Monday, June 21, 2010

import antigravity

The antigravity module, referencing the XKCD comic mentioning Python, was added to Python 3 by Skip Montanaro. You can read more about it here, one of the first spottings that I know of: http://sciyoshi.com/blog/2008/dec/30/import-antigravity/).

But it really originated in Google App Engine! It was a last-minute addition when we launched App Engine on April 7, 2008. A few weeks before launch, when most code was already frozen, the App Engine team at Google decided we wanted an easter egg. After a great many suggestions, some too complex, some too obscure, some too risky, we chose the "antigravity" module. The App Engine version is a little more elaborate than the Python 3 version: it defines a fly() function while can randomly do one of two things: with a probability of 10%, it redirects to the XKCD comic; otherwise, it simply renders the text of the comic in HTML (with a link to the comic on the last line).

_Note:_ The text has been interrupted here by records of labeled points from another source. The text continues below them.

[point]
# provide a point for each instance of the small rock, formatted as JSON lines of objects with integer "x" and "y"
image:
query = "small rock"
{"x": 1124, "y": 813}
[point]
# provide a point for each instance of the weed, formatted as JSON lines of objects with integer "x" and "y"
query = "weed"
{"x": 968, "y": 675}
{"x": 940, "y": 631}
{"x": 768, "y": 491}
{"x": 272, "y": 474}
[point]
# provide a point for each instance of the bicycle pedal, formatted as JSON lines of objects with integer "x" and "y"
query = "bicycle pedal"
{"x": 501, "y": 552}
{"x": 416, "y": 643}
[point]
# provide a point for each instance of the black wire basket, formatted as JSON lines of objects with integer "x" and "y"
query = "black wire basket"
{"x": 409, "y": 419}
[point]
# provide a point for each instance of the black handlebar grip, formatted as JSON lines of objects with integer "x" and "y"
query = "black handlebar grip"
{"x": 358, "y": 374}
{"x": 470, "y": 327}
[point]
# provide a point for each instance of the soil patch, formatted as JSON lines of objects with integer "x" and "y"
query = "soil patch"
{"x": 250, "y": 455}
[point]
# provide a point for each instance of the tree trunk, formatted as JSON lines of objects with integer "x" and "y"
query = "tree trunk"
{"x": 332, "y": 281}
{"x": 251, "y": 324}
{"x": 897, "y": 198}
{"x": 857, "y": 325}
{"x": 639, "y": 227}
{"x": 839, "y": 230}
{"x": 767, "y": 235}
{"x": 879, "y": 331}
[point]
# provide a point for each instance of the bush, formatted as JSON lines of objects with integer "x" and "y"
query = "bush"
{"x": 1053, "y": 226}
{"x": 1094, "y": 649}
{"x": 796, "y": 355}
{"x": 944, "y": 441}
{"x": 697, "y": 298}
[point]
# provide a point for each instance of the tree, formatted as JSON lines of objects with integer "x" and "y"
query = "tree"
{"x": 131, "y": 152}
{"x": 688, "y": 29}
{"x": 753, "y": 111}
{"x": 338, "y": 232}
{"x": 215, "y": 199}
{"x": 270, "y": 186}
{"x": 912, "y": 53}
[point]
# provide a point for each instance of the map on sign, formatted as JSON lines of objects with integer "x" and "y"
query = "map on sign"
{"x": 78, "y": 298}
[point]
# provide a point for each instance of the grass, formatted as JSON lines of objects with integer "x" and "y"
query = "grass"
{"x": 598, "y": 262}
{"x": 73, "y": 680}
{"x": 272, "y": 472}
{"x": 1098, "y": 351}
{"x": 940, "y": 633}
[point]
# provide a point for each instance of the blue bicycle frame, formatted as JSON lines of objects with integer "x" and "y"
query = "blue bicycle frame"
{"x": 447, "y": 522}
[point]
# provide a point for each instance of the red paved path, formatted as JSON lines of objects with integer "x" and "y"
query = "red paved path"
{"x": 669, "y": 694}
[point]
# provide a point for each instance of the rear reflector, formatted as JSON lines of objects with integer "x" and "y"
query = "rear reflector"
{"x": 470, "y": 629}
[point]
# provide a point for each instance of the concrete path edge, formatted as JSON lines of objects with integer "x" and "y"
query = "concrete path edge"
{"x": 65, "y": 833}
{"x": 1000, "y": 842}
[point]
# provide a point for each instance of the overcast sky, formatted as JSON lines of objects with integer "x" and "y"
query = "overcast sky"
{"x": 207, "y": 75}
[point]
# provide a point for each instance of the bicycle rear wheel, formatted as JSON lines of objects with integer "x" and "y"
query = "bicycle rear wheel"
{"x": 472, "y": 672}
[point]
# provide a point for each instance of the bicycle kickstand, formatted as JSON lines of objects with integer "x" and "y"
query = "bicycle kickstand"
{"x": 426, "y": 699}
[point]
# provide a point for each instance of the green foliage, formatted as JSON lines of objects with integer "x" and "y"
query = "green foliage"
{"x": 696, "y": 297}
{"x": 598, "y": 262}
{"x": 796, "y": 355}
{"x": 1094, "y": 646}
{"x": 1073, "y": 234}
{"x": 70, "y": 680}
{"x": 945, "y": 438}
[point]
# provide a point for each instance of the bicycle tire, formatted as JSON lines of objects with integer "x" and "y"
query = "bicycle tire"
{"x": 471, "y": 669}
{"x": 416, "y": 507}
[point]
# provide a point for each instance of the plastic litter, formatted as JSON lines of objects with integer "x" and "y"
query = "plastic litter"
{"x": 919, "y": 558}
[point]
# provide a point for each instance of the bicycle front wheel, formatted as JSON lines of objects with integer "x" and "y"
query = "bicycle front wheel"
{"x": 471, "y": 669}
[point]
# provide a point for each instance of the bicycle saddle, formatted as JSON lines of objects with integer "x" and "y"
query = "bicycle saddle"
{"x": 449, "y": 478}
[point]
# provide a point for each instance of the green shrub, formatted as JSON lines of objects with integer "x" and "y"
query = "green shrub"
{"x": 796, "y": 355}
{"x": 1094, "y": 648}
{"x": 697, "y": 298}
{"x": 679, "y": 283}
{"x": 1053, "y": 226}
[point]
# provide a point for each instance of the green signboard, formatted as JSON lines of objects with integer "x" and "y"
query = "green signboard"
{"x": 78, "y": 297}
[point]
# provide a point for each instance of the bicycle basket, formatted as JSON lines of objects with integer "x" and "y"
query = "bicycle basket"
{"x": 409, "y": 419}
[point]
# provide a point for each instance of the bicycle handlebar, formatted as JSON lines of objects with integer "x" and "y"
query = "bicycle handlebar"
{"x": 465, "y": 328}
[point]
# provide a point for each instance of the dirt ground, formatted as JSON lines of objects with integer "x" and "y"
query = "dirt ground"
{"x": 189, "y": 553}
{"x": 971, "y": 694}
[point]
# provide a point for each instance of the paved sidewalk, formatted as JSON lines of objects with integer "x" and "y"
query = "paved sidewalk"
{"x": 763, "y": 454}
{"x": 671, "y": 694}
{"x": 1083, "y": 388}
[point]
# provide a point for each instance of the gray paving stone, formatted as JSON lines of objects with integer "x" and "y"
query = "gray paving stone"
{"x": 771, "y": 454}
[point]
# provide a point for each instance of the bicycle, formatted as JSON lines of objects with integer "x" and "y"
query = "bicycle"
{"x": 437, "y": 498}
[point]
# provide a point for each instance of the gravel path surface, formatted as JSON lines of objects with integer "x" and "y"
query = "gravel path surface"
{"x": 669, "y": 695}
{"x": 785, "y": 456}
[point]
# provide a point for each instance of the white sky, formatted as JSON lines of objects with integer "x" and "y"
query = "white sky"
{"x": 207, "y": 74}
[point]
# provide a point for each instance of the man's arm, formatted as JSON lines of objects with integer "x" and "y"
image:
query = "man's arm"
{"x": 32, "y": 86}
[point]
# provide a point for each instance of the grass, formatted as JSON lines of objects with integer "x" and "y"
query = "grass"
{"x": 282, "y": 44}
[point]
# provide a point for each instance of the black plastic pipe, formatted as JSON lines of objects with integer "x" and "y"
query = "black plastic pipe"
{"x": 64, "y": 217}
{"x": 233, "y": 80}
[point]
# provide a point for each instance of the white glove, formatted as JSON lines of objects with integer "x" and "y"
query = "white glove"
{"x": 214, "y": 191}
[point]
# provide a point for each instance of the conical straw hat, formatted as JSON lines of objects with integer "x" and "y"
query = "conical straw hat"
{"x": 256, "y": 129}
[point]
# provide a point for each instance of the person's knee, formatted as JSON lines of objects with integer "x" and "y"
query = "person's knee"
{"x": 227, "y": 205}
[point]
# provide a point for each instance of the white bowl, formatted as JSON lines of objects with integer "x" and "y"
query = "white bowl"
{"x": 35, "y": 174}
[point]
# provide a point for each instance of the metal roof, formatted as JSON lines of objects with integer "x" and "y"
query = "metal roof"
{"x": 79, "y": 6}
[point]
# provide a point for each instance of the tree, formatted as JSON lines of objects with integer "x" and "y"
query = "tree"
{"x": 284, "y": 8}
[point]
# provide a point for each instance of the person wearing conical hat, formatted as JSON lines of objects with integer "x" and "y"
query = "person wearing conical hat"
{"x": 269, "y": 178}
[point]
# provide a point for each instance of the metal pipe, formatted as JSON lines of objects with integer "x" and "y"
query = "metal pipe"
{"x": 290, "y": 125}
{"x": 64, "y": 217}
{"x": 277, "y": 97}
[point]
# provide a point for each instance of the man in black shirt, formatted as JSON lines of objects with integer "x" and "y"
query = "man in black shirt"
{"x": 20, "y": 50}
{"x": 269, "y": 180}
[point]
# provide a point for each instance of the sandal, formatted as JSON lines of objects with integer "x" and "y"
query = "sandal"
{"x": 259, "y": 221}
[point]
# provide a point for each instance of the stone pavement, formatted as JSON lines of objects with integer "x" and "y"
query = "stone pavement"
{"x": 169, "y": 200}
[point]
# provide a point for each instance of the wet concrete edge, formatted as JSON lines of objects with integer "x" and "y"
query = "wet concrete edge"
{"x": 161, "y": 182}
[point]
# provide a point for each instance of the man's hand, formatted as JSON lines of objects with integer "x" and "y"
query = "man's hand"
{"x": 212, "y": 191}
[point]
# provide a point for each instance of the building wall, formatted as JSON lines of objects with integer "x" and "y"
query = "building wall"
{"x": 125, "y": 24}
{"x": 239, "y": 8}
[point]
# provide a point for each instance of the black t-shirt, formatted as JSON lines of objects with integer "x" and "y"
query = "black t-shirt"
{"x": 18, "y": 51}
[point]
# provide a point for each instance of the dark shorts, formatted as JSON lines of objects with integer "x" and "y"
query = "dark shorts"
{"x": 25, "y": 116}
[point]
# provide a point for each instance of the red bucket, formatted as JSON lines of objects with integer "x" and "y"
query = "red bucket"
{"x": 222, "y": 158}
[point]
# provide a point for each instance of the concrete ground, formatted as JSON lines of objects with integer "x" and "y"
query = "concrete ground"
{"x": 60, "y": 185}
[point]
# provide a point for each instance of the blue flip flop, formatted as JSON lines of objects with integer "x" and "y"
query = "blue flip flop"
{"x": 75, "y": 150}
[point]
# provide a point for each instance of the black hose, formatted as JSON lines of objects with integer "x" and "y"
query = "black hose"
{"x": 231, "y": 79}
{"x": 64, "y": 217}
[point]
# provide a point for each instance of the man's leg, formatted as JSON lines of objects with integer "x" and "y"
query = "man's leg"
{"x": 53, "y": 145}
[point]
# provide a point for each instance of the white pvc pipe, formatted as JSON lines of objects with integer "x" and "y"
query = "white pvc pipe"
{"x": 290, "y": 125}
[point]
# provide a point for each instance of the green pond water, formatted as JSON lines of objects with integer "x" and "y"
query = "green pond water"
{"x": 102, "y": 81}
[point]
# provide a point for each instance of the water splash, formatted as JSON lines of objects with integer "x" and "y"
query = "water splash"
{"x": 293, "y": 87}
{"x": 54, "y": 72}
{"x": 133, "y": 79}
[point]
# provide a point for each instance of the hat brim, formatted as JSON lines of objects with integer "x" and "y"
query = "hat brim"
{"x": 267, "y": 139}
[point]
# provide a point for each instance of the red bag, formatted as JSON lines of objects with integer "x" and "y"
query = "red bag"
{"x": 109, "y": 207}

To invoke it in your App Engine app, you'd have to write a little main program, like this:
import antigravity

def main():
antigravity.fly()

if __name__ == '__main__':
main()


Update: The Python 3 stdlib version has an easter egg inside the easter egg, if you inspect the source code: it defines a function that purports to implement the XKCD geohashing algorithm.

2 comments:

  1. I say we have a new genre -- python poetry, e.g.:

    from energy import nuclear
    global warming

    del warming
    nuclear()

    ReplyDelete
  2. The antigravity module is also included in Python 2.7.